For obvious reasons, village dudes adopted pet names like Simba Imunyanya (randy lion), Kwalulukha Kuloma (better shed leaves than dry up and die) or Embula Oburuma (merciless).

Preparations for dances that would be held in December began in earnest every February. Members met and resolved what to feed visitors. A budget was drawn and each member contributed money, often in small bits after working on people’s farms, for the big do.

Others pledged maize flour or chicken (many villagers obviously lost their chicken every December!).

A guest list was drawn and letters sent to the chosen few. Obviously, only men were invited. But they were reminded to come with two ‘ladies’. Those who came without girls were fined heavily before being allowed to join the bash.

By December, all plans would be ready. The committee would have sought and received permission from the assistant chief — of course after parting with something small. Many times, they were given Kanu youth wingers for security — probably also one reason guests were required to come with two girls.

Just like today, visitors were frisked at the entrance, yet when fights inevitably broke out, all manner of crude weapons miraculously appeared.

Members had a programme showing the order of events. It started with arrival of visitors, registration, feeding, introduction of guests and finally, the ‘official opening of the dance floor’ by the guest of honour. The merriment would then proceed till morning.

Young men used all sorts of strategies to win beautiful girls. They lied about non-existent sugarcane farms, the big schools they attended or that they had just qualified to join university.

They would mention having visited many parts of Kenya. Photos of guys taken in major towns like Mombasa, Nairobi and Nakuru would be tabled.

English language was broken into hundreds of pieces: “Me, I likes you fere much. Come we cook (I love you. Let’s get married),” a young man is on record telling a girl who had caught his eye.

Meanwhile, others would be playing spoiler. While you were busy regaling girls about the photograph you took outside Kenyatta International Conference Centre, spoilers began a rumour that you had just escaped from prison. Alternatively, they would label you a chicken thief or a notorious night runner. No girl would henceforth look in your direction, no matter how sweet your lyrics.

Girls were not spared either. Some were said to have had five abortions, or to be notorious for ‘marrying and unmarrying’.

The only challenge is that it is the girls who chose dancing partners. So if you didn’t have ‘swag’, you ‘floated’ the whole night while the men who were with it dangled four girls on one arm.

Many young men got wives, courtesy of the local dance. There were playboys who sired a child at every dance and rogues who acquired a new wife each Christmas.
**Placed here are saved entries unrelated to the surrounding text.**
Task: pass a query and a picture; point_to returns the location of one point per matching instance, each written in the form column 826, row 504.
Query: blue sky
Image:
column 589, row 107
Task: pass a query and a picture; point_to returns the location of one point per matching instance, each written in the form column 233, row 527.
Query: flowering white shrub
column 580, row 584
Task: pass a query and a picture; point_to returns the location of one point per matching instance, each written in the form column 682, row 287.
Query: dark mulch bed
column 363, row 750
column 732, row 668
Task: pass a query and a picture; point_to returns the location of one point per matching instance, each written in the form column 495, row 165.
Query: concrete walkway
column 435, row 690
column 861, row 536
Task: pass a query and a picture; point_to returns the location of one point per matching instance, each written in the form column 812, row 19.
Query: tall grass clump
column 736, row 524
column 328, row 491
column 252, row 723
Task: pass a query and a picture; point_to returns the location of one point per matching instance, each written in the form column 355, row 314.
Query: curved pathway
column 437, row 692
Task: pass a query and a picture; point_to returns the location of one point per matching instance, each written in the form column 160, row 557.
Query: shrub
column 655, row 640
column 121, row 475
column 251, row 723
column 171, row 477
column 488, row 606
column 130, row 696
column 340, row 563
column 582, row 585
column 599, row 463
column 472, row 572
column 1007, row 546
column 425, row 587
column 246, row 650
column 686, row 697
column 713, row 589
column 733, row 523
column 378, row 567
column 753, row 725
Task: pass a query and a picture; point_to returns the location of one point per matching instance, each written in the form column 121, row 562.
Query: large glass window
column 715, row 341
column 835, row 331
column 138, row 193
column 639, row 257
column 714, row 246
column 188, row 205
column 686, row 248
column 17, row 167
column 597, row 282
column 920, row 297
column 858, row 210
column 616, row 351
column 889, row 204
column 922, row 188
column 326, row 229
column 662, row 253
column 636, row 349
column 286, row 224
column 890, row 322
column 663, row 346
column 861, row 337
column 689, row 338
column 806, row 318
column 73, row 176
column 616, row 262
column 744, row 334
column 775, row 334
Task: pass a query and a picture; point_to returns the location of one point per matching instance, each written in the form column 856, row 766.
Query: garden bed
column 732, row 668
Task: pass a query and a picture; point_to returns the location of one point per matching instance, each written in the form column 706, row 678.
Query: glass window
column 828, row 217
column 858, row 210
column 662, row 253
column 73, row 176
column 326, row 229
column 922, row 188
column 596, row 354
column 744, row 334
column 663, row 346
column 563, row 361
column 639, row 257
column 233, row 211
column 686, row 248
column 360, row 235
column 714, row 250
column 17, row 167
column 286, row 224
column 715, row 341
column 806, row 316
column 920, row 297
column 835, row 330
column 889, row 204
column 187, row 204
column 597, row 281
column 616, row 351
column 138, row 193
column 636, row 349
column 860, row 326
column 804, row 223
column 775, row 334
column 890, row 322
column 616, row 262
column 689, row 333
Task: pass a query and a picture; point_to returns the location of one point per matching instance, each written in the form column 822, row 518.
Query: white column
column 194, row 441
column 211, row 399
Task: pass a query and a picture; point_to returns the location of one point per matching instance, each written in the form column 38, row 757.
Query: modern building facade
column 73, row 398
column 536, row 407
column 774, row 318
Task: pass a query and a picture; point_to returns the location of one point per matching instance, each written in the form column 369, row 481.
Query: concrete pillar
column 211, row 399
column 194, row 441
Today if research was done, the number of children conceived in local dances would be amazing.

Such was the magic of the oloko that an otherwise shy man who could not look a girl in the face could muster courage to say ‘anything’ in the dim light of a village dance. 

But for all its charm, there were rowdy fellows who were known to cause trouble in local dances. As a consequence, they got blacklisted. But they would still arrive uninvited and disrupt the dance in the dead of the night, leaving visitors stranded.

Mad gatecrashers set huts on fire or sprinkled stinging nettle on seats, sending invited guests scattering when they were turned away.

Despite efforts by the Provincial Administration to ban local dances because of social order and security reasons, they persisted up to the late 1990s when they were stamped out for contributing to the spread of HIV and Aids.

The emergence of monthly discos in virtually every village market town could also have contributed to the end of a pastime that many parents and grandparents secretly recall with haunting nostalgia.